Divine Simplicity
September 19, 2022The first installment in our explainer video series examines God's incommunicable attribute of "Divine Simplicity."
Our full explainer video series on the incommunicable attributes of God can be viewed on our Clearly Reformed YouTube channel. Click To Watch Now
The note below was written by Kevin at the time of the first video's release in September 2022.
Over the past few years I’ve noticed, along with other colleagues and friends in ministry, that while there is a lot of good written content out there from our Reformed neck of the woods, there isn’t nearly as much when it comes to video. Yes, there are plenty of recorded sermons, conference messages, and lecture series. But we don’t have a lot of short explainer videos, especially when it comes to theology and history.
So, about a year ago I started exploring what it would take to make a professional level explainer video for various topics and terms in systematic theology. I got a board together and started a ministry called Clearly Reformed. You may hear more about that in the weeks and months ahead. Initially the plan was to make a whole series of theological explainer videos. The good news: we got a great crew together to record a professional level video with teaching on the doctrine of divine simplicity. The bad news: it took a lot of time and a lot of money. The time and money aren’t anyone’s fault, that’s just what it takes to make a video like this. We tried one and learned what it takes.
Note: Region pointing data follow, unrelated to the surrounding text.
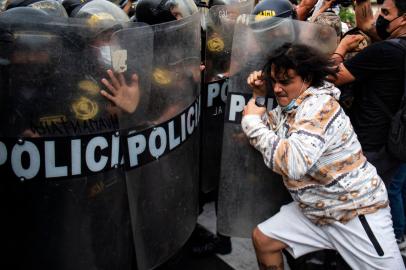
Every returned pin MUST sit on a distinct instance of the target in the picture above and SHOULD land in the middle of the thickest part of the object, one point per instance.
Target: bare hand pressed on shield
(125, 96)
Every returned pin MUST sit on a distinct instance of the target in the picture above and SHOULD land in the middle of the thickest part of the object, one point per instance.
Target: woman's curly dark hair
(310, 64)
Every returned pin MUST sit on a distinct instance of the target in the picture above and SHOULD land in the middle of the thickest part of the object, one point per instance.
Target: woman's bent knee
(265, 243)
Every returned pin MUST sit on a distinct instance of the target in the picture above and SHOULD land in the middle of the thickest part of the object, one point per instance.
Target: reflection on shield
(163, 192)
(220, 21)
(249, 192)
(64, 195)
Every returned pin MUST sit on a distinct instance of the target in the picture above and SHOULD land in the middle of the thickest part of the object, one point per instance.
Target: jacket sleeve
(307, 138)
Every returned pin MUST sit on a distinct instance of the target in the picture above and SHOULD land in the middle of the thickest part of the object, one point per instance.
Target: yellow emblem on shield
(215, 44)
(162, 76)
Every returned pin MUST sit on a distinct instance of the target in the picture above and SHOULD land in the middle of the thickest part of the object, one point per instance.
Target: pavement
(243, 257)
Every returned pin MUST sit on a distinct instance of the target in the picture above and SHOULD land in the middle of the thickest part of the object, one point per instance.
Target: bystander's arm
(304, 8)
(348, 43)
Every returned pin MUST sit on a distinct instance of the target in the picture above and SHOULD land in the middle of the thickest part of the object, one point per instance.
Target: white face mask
(105, 56)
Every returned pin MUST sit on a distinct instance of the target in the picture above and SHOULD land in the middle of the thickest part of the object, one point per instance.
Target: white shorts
(375, 249)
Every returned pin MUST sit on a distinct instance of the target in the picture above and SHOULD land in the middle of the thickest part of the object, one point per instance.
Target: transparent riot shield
(249, 192)
(64, 194)
(162, 162)
(51, 7)
(220, 22)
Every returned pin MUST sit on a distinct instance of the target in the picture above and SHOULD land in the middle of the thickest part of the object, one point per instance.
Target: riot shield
(64, 195)
(220, 22)
(249, 192)
(52, 8)
(162, 158)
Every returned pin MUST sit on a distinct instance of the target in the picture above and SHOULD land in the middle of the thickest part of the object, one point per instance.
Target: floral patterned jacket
(316, 151)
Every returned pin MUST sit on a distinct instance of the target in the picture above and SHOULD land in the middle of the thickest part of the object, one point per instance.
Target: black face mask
(381, 25)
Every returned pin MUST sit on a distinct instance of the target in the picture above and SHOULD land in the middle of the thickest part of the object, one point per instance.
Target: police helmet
(161, 11)
(274, 8)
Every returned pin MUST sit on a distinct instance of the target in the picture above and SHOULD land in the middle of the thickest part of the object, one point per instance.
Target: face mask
(381, 25)
(105, 56)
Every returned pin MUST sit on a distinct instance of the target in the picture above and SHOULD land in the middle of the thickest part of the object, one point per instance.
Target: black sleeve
(376, 58)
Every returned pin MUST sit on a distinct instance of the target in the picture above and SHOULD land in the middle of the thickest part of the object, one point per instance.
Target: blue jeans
(397, 200)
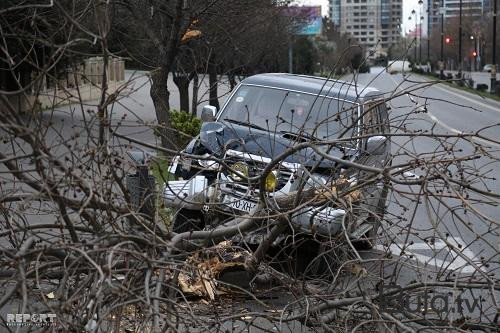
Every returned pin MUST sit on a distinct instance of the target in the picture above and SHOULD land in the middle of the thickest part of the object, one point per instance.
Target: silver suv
(337, 125)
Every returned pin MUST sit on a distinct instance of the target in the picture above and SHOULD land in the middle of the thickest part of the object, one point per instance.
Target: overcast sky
(408, 6)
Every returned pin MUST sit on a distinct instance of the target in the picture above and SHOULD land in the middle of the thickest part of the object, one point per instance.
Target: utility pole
(428, 36)
(494, 53)
(460, 42)
(441, 65)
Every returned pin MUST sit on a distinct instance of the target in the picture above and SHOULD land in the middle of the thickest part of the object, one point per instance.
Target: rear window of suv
(283, 110)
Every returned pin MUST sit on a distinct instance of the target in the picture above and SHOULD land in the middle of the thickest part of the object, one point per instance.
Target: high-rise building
(335, 11)
(451, 8)
(373, 24)
(469, 7)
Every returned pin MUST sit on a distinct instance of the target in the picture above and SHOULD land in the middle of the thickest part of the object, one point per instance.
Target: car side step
(362, 230)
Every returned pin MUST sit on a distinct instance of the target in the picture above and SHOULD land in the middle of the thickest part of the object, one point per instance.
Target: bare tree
(77, 244)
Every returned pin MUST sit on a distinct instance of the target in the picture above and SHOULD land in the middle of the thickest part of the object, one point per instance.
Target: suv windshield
(286, 111)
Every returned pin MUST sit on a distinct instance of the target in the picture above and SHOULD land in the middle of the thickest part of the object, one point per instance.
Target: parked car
(398, 66)
(266, 115)
(487, 68)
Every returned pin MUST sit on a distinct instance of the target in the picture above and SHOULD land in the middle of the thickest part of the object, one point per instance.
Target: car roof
(314, 85)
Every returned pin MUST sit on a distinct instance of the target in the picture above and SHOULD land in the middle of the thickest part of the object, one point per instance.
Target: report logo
(31, 319)
(394, 299)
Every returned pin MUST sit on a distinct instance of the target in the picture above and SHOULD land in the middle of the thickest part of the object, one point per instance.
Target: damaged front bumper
(194, 194)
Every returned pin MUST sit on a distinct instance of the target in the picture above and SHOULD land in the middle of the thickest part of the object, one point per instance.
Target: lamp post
(441, 66)
(414, 33)
(460, 41)
(420, 41)
(474, 53)
(494, 57)
(420, 3)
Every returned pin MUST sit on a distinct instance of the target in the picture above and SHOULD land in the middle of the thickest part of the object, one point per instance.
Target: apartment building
(373, 24)
(452, 9)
The upshot is that the “pilot episode” on divine simplicity is the only video we’ve made as Clearly Reformed. We have other ideas for the ministry and other ideas for the explainer concept. We are exploring more time efficient and cost-effective ways (e.g., a new podcast, a teaching series) to deliver the same sort of theological content. I am under contract with Crossway to do a book that will include 260 short chapters on theological terms and themes. So a book is definitely in the works, hopefully other complementary projects too.
All that to say, we’ve had this video for several months now and haven’t been sure what to do with it. But whether we make another video like this or (more likely) go in a different direction, we thought one video was better than zero videos! So take a look, and if the video is helpful for you or your church, feel free to use it.
Transcript
“We all believe in our hearts and confess with our mouths that there is a single and simple spiritual being, whom we call God.”
That’s the first line from the Belgic Confession (1561), one of the earliest and longest lasting confessions to come out of the Reformation. I wonder if you noticed those three words about God.
God is a single being, meaning there is only one God.
He is a spiritual being—that is, he’s not a material substance; he doesn’t have a body.
And God is a simple being.
That’s the tough one. What does that mean? The simplicity of God is a classic doctrine of the faith that most Christians have never heard of. By “simple” we do not mean God is slow or dim-witted. We do not mean that God is easy to understand.
Simple, as a divine attribute, is the opposite of compound. The simplicity of God means God is not made up of things. He doesn’t have parts, like a Lego tower. He isn’t a kitchen recipe with lots of ingredients.
Simplicity means we should not think of God as what you get when you combine goodness and mercy and justice and power and infinity and immutability and roll them all together into one divine being. This would make God the sum of his attributes, and it would make each of his attributes a certain percentage of God. And that would lead us to rank some attributes higher and more essential than others.
Have you ever heard people say, “God may have justice or have holiness, but God is love.” The implication being: love is the very nature of God, when these other attributes are only incidental qualities of God. But that’s not what God is like. The declaration “God is love” (1 John 4:8) is wonderful, good news, but it does not carry more metaphysical weight than “God is light” (1 John 1:5), “God is spirit” (John 4:24), “God is a consuming fire” (Heb. 12:29) or, for that matter, all that the Bible says about every other attribute.
God does not just have some attributes. God is whatever he has. Every attribute of God is identical with his essence. There is no attribute that attaches to him like a barnacle on a ship. He’s not a jigsaw puzzle of divine properties. He’s not a ball of duct tape with lots of attributes stuck to him.
The doctrine of divine simplicity matters because it helps us think about God in the right way. We should not first conceive of a class of beings called “God” and then we relate certain attributes to this particular God. God is in a class by himself. God is not a type of divine being, like a giraffe is a type of mammal. The Dutch theologian Herman Bavinck once remarked that if God were composed of parts like a body, or composed of genus and species, or composed of potential realities and actual realities, “then [God’s] perfection, oneness, independence, and immutability [could not] be maintained” (Reformed Dogmatics 2:176).
In other words, there is only one God. There is only one way to be God. And everything about this one God is absolutely essential to being God. That’s why we ought to believe in our hearts and confess with our mouths that God is simple.